The rough-and-tumble encounters jibe with national statistics on the effects of longer, repeated tours of duty. Soldiers who've deployed to Iraq more than once have a 50 percent higher rate of combat stress, according to one Army study, and soldiers with a higher rate of combat stress exhibit approximately a 10 percent increase in anger-management issues. Simple diagnoses such as "post-traumatic stress disorder" and "generalized anxiety disorder" collapse under the weight of it.
Consider Jonathan Schulze, an Iraq vet with two Purple Hearts who got drunk at a Minnesota bar in January, then went home and hanged himself from an electrical cord wrapped around a beam in his basement. The tragedy unfolded only after the Marine machine-gunner returned from Ramadi with deep psychological wounds, threw a 200-pound potted tree through a window during a brawl, and beseeched the local Veterans Affairs Department for help, only to be told that his suicidal confessions put him 26th on the waiting list for assistance. (According to a recent Pentagon report, suicide rates are 35 percent higher for Iraq veterans than for the general population.)
Then there are cases like that of Spec. Richard Davis, who survived "shock and awe" in Baghdad only to be stabbed to death by his fellow soldiers in 2003 after celebrating his homecoming at a Hooters restaurant and a topless bar near Fort Benning, Ga.
Institutional ignorance isn't the problem. In January, the Pentagon released a survey cautioning that the rate of binge drinking in the Army skyrocketed 30 percent between 2002 and 2005, hurting combat readiness. Even so, the best response the Defense Department could muster was a Web-based campaign called "That Guy," which goofily implores soldiers to "Turn your speakers on, dude!" so that they can hear cartoon-animated warnings about how guzzling beer might hurt their sex lives by causing them to puke in their date's purse.

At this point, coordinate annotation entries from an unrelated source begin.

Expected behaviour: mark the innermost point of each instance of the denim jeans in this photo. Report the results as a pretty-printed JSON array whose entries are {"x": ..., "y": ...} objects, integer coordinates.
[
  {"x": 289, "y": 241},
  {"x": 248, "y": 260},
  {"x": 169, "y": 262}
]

Perhaps the $2 million this cost would have been better spent on comprehensive treatment programs for servicemen and women of the sort that are sorely lacking at Walter Reed, where the renowned PTSD program accepts a paltry average of 65 patients a year and a typical mental health regimen involves, according to a report in The Washington Post, random screenings of movies such as "The Devil Wears Prada" and a dearth of one-on-one therapy with trained clinicians.